I was reading a thread on this or another machining forum the other day where a poster stated that you could not use indexable tooling on a series one Bridgeport. Someone else said that it was because of a plastic gear in the head. Is this right? It was also stated the you could only use endmills in a series one BP. Surely this cannot be!!

Please, someone restore my faith in Brigeport.

Tim

SGW
11-21-2009, 10:44 PM
Sounds like complete bs to me. If the concern is overall cutter diameter, that's one thing, but that has only a tenuous connection to the use of inserts. I don't see why an indexable cutter, of a diameter appropriate to the machine, would be a problem.

mechanicalmagic
11-21-2009, 10:57 PM
Bullpoop.
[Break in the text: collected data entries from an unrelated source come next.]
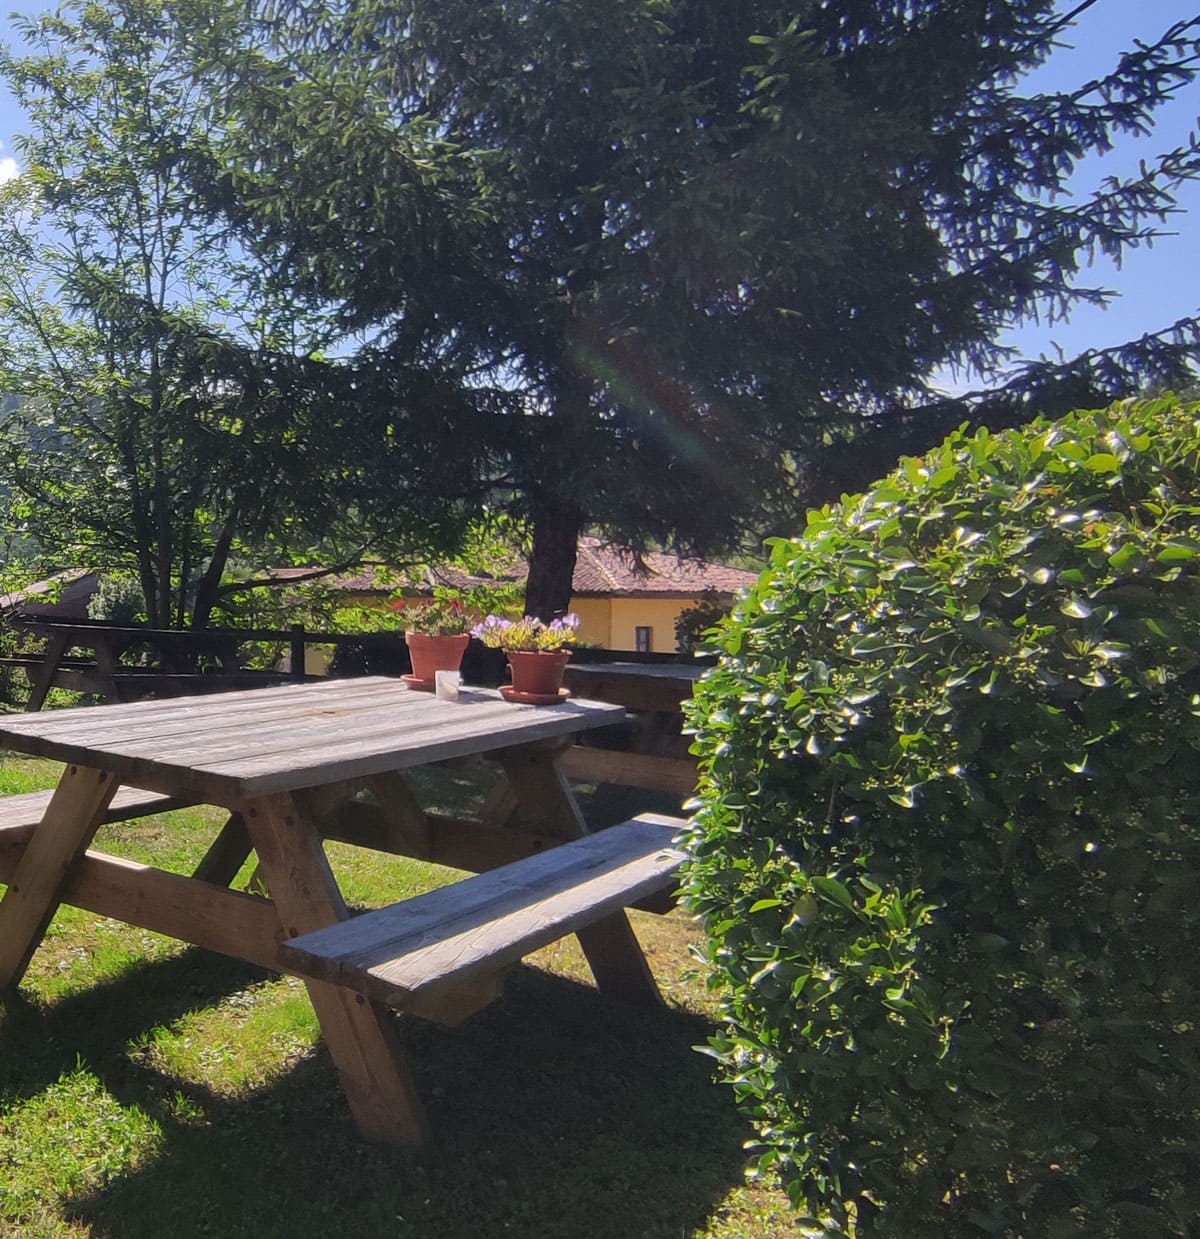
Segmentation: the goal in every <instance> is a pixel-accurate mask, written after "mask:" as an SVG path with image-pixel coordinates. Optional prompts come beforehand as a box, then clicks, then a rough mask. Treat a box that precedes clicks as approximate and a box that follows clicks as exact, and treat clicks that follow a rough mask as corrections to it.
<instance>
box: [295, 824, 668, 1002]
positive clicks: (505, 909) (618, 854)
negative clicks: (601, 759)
mask: <svg viewBox="0 0 1200 1239" xmlns="http://www.w3.org/2000/svg"><path fill="white" fill-rule="evenodd" d="M680 825H681V823H680V821H677V820H676V819H671V818H663V817H659V815H655V814H645V815H643V817H641V818H635V819H633V820H632V821H628V823H623V824H622V825H620V826H613V828H611V829H608V830H602V831H598V833H597V834H592V835H587V836H585V838H582V839H577V840H573V841H572V843H567V844H563V845H562V846H560V847H555V849H552V850H550V851H547V852H542V854H539V855H535V856H530V857H526V859H525V860H521V861H518V862H516V864H513V865H507V866H504V867H503V869H498V870H493V871H490V872H488V873H482V875H479V876H477V877H472V878H467V880H466V881H462V882H456V883H453V885H452V886H447V887H442V888H441V890H437V891H431V892H428V893H426V895H421V896H417V897H415V898H411V900H405V901H402V902H401V903H394V904H391V906H389V907H386V908H380V909H378V911H375V912H369V913H367V914H364V916H362V917H355V918H353V919H350V921H346V922H343V923H341V924H337V926H332V927H328V928H326V929H322V930H317V932H315V933H310V934H303V935H301V937H297V938H293V939H291V940H287V942H284V943H282V944H281V945H280V958H281V960H284V961H286V963H287V964H289V965H290V966H292V968H296V969H298V970H302V971H305V973H308V974H311V975H315V976H323V978H326V979H327V980H329V981H331V983H332V984H334V985H339V986H347V987H350V989H354V990H357V991H358V992H362V994H364V995H365V996H369V997H372V999H375V1000H378V1001H381V1002H388V1004H389V1005H394V1006H398V1007H400V1009H404V1007H405V1006H406V1005H407V1004H409V1002H410V1001H411V999H412V997H414V996H415V995H421V994H427V992H431V991H435V990H437V989H438V987H440V986H445V985H452V984H457V983H461V981H462V980H466V979H468V978H472V976H478V975H488V974H492V973H495V971H498V970H499V969H502V968H504V966H507V965H508V964H511V963H515V961H516V960H519V959H520V958H521V957H523V955H526V954H529V953H530V952H531V950H536V949H537V948H539V947H544V945H546V944H547V943H551V942H555V940H556V939H559V938H561V937H563V935H565V934H567V933H572V932H576V930H578V929H581V928H583V927H587V926H592V924H597V923H598V922H603V921H606V918H611V917H612V916H613V914H615V913H619V912H620V909H622V908H623V907H624V906H625V904H628V903H629V902H632V901H635V900H638V898H640V897H643V896H646V895H650V893H653V892H655V891H660V890H663V888H665V887H667V886H671V885H672V883H674V881H675V873H676V871H677V870H679V867H680V865H681V864H682V861H684V852H682V851H681V850H680V849H679V847H676V846H674V844H672V838H674V835H675V833H676V831H677V829H679V826H680ZM623 950H624V947H618V954H620V953H622V952H623ZM637 955H638V958H639V959H640V958H641V955H640V950H639V952H637ZM607 958H614V957H612V955H611V954H609V955H608V957H607ZM613 966H614V968H617V969H618V973H619V980H620V984H622V986H624V985H625V984H627V983H628V971H627V968H625V965H624V964H614V965H613ZM643 966H644V965H643Z"/></svg>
No plastic in my mill.

Doozer
11-21-2009, 11:08 PM
A plastic gear sounds like a communist plot of some sort.

--Doozer

doctor demo
11-21-2009, 11:11 PM
Hey guys,

I was reading a thread on this or another machining forum the other day where a poster stated that you could not use indexable tooling on a series one Bridgeport. Someone else said that it was because of a plastic gear in the head. Is this right? It was also stated the you could only use endmills in a series one BP. Surely this cannot be!!

Please, someone restore my faith in Brigeport.

Tim
You did read that on this site. I do not agree ,but if You are machining ya don't want to see how loud the hammering can get before teeth start spitting out of the head. Just don't take outragious cuts or use an 8''fly cutter.

Steve

wierdscience
11-21-2009, 11:16 PM
Do it all the time,just keep the DOC sane and the inserts sharp and all should be well.

tmc_31
11-21-2009, 11:52 PM
Thanks guys,

Even as a newbie I didn't think that could be right. I realize that you can overload any machine tool but as one who hopes to have a bridgy or a bridgy clone in my future I am happy to know that the machines are as capable as I thought they were.

Tim

lazlo
11-22-2009, 12:04 AM
Here I'm facing a cast iron plate with a 3" Sandvik facemill on a Burke Millrite, which is a 3/4 sized Bridgeport.

http://i164.photobucket.com/albums/u15/rtgeorge_album/SEHInserts006s.gif

Black_Moons
11-22-2009, 12:04 AM
well go check if you have a plastic gear, if you do, you clearly have a torque limit that may be somewhat costly to replace when you exceed the torque requirements. Interrupted deep large swing cuts will be the worst offender of course, but you can still do them up to a degree, possabley just not the same degree as a all metal gear train. But you'll also more likey to surive a horrable crash :)

Without a plastic gear, you might end up stalling out the motor insted, possabley ruining a tool when the motors momentium comes to a stop and the full starting torque of the motor is encounters (likey quickly blowing the braker soon after).